De acordo com o plano de compras da Hegseth, a segunda rodada da competição deverá entregar 30 mil drones a um preço médio de US$ 5 mil até julho. As duas rodadas de competição visam reduzir pela metade os custos unitários, com uma meta de produção total de 340 mil drones em dois anos.
Integração de drones em nível de esquadrão
O secretário Hegseth instruiu todos os esquadrões do Exército dos EUA a serem equipados com o sistema não tripulado até o final de 2026.
Em resposta às ameaças representadas por enxames de drones de baixo custo usados no Irão e na Ucrânia, os Estados Unidos introduziram recentemente o Sistema de Ataque de Combate Não Tripulado de Baixo Custo (LUCAS), um drone de ataque unilateral inspirado no Shahed-136 do Irão.
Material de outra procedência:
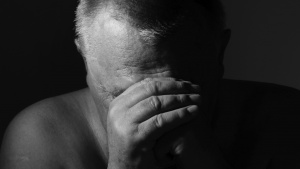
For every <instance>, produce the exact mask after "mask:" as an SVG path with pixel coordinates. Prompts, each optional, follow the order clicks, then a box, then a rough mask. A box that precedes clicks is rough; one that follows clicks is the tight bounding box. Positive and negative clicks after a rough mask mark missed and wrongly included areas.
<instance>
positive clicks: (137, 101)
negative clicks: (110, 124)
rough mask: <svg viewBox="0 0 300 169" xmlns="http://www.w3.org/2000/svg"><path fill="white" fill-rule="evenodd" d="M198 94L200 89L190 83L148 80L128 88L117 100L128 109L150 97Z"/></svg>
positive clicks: (173, 79) (166, 80)
mask: <svg viewBox="0 0 300 169" xmlns="http://www.w3.org/2000/svg"><path fill="white" fill-rule="evenodd" d="M199 92H200V87H199V86H198V85H194V84H192V83H190V82H186V81H176V80H175V79H173V78H153V79H149V78H148V79H145V80H143V81H141V82H139V83H136V84H134V85H133V86H131V87H129V88H128V89H127V90H126V91H125V92H124V93H122V94H121V95H120V96H119V98H118V99H119V100H122V102H123V105H124V106H126V107H127V108H130V107H132V106H134V105H135V104H137V103H138V102H140V101H141V100H144V99H146V98H148V97H151V96H158V95H170V94H189V93H199Z"/></svg>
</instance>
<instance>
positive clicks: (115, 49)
mask: <svg viewBox="0 0 300 169" xmlns="http://www.w3.org/2000/svg"><path fill="white" fill-rule="evenodd" d="M195 11H196V10H190V12H189V13H188V15H187V16H186V17H185V18H184V19H183V20H182V21H181V23H180V24H178V26H177V27H176V28H177V29H176V30H175V31H172V33H171V34H168V37H167V38H162V39H163V40H162V39H160V40H159V41H155V40H157V37H159V36H157V35H158V34H159V33H157V31H156V30H153V29H138V28H135V27H133V26H132V25H131V24H130V23H129V22H128V19H126V18H124V16H122V17H118V16H117V15H115V13H116V12H115V11H114V8H113V7H111V6H107V7H106V8H103V9H102V10H100V12H99V14H98V15H97V17H96V19H95V20H94V23H93V24H92V29H91V31H89V32H90V35H91V36H90V38H89V41H91V42H92V43H93V45H94V47H97V48H102V50H104V49H106V51H107V50H109V49H113V51H115V52H123V53H128V54H129V53H130V52H132V51H135V52H136V51H137V50H139V49H141V48H143V51H145V49H148V50H147V51H149V49H150V47H152V48H154V47H156V48H158V47H161V46H160V44H166V43H168V44H171V43H178V42H184V43H186V42H185V41H189V42H196V41H197V42H199V43H200V42H208V41H209V40H211V39H212V38H210V37H209V36H207V35H209V33H208V32H209V31H208V29H207V26H206V25H207V24H206V20H205V18H204V17H203V15H202V13H201V12H199V10H198V12H197V11H196V12H195ZM116 16H117V17H116ZM169 33H170V32H169ZM174 40H176V41H174ZM153 41H155V43H152V42H153ZM148 42H150V43H148ZM162 46H163V45H162Z"/></svg>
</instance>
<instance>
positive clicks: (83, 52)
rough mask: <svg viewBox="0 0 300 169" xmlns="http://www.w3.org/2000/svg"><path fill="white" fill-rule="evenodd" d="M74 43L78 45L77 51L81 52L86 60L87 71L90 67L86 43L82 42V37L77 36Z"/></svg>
mask: <svg viewBox="0 0 300 169" xmlns="http://www.w3.org/2000/svg"><path fill="white" fill-rule="evenodd" d="M74 43H75V45H76V48H77V51H78V52H79V53H80V54H81V56H82V58H83V60H84V64H85V68H86V71H87V69H88V67H87V66H88V65H87V60H86V56H85V54H86V50H85V46H84V44H83V42H82V39H81V38H76V39H75V40H74Z"/></svg>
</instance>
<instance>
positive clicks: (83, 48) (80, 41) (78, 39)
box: [74, 38, 84, 56]
mask: <svg viewBox="0 0 300 169" xmlns="http://www.w3.org/2000/svg"><path fill="white" fill-rule="evenodd" d="M74 43H75V45H76V48H77V51H78V52H79V53H80V54H81V55H82V56H83V54H84V45H83V43H82V40H81V38H76V39H75V40H74Z"/></svg>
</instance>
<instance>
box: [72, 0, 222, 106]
mask: <svg viewBox="0 0 300 169" xmlns="http://www.w3.org/2000/svg"><path fill="white" fill-rule="evenodd" d="M76 21H77V32H78V35H79V39H78V43H77V44H78V46H79V48H80V50H81V51H82V54H83V55H84V58H85V60H86V64H87V70H88V82H89V86H90V87H91V88H98V94H99V93H100V94H101V95H102V97H105V98H102V99H104V100H106V101H107V102H109V101H108V100H111V99H112V98H114V97H116V96H118V95H119V94H120V93H121V92H123V91H124V90H125V89H126V88H128V87H129V86H130V85H132V84H134V83H136V82H138V81H140V80H142V79H144V78H148V77H174V78H179V79H184V80H188V81H192V82H194V83H198V84H200V85H202V86H203V88H206V87H207V91H208V92H209V86H210V88H211V90H213V88H214V87H213V86H216V84H217V81H218V80H219V79H220V77H221V76H222V55H223V50H224V48H225V45H223V44H224V43H222V42H221V41H222V40H221V39H222V38H221V37H222V35H223V30H224V15H223V10H222V7H221V4H220V2H219V1H218V0H198V1H197V2H196V1H193V0H189V1H186V0H102V1H101V0H81V2H80V5H79V7H78V10H77V20H76ZM91 79H92V80H91ZM205 86H206V87H205ZM214 90H215V88H214ZM207 95H208V94H207Z"/></svg>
Os Estados Unidos também estão a aproveitar a experiência de confrontar um sistema semelhante na Ucrânia para aperfeiçoar os seus próprios programas.
O DDP usa uma abordagem de arquitetura aberta projetada para apoiar os esforços de recuperação de drones dos EUA. A estrutura melhora a resiliência da cadeia de suprimentos e reduz os custos de UAV ao adquirir projetos semelhantes ou idênticos de vários fornecedores.
Custos do drone LUCAS entre $ 30.000 e $ 60.000 por unidade Corresponde à capacidade de ataque de um míssil Tomahawk de US$ 2,5 milhões. Isto foi confirmado em combate desde o início da Operação Epic Fury.